Полина вяло выдавила из тюбика концентрированную эмульсию от морщин, сложила пальцы лопаткой и похлопала по лицу, вколачивая крем в кожу.
Потом едва смогла добраться до постели и упасть в нее совершенно без сил. Уже сквозь сон Полина поставила будильник на телефоне, положила голову на подушку и мгновенно уснула.
[+++]
Сергей сидел на кухне. Свет он не включал. Перед ним на кухонном столе стояла бутылка коньяка, в которой жидкости осталось не больше половины. Время от времени он тяжелым взглядом смотрел на молчащий мобильный телефон. Часы на нем показывали половину второго ночи.
Сергей налил себе в стакан еще немного коньяку. Съел ломтик лимона с блюдечка, стоявшего рядом. Посидел еще пару секунд и вдруг со злостью схватил свою старую, привычную трубку Nokia, с которой не расставался третий год, и со всей силы шарахнул об пол.
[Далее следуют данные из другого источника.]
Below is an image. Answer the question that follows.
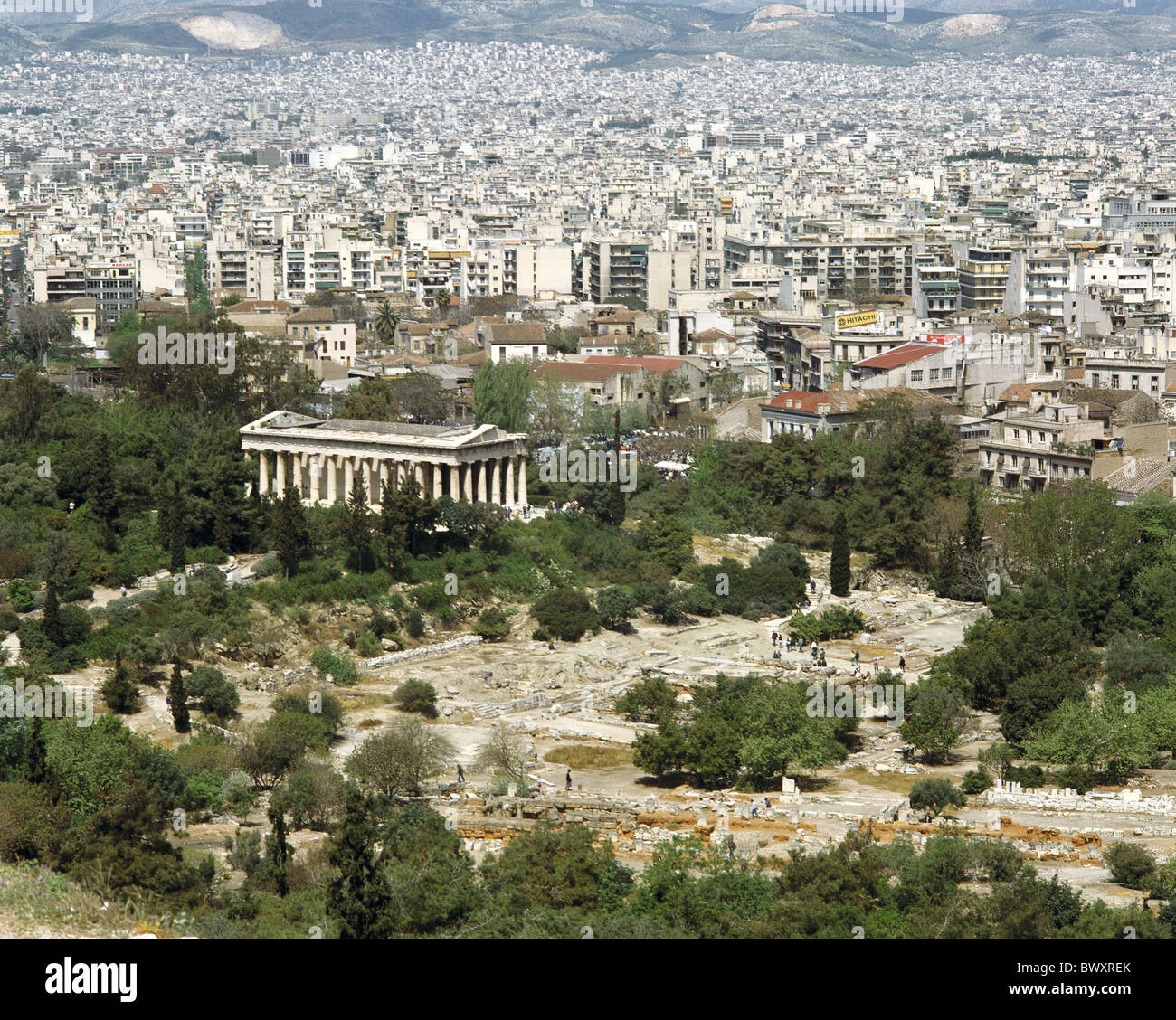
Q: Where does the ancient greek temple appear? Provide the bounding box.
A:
[240,411,526,507]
Из груди его вырвался сдавленный стон. По щекам покатились слезы. Чувство было такое, что в грудь вбит осиновый кол и он медленно поворачивается из стороны в сторону. Сергей сделал глубокий вдох, присел на корточки и стал шарить руками по полу в темноте, пытаясь отыскать среди обломков телефона sim-карту.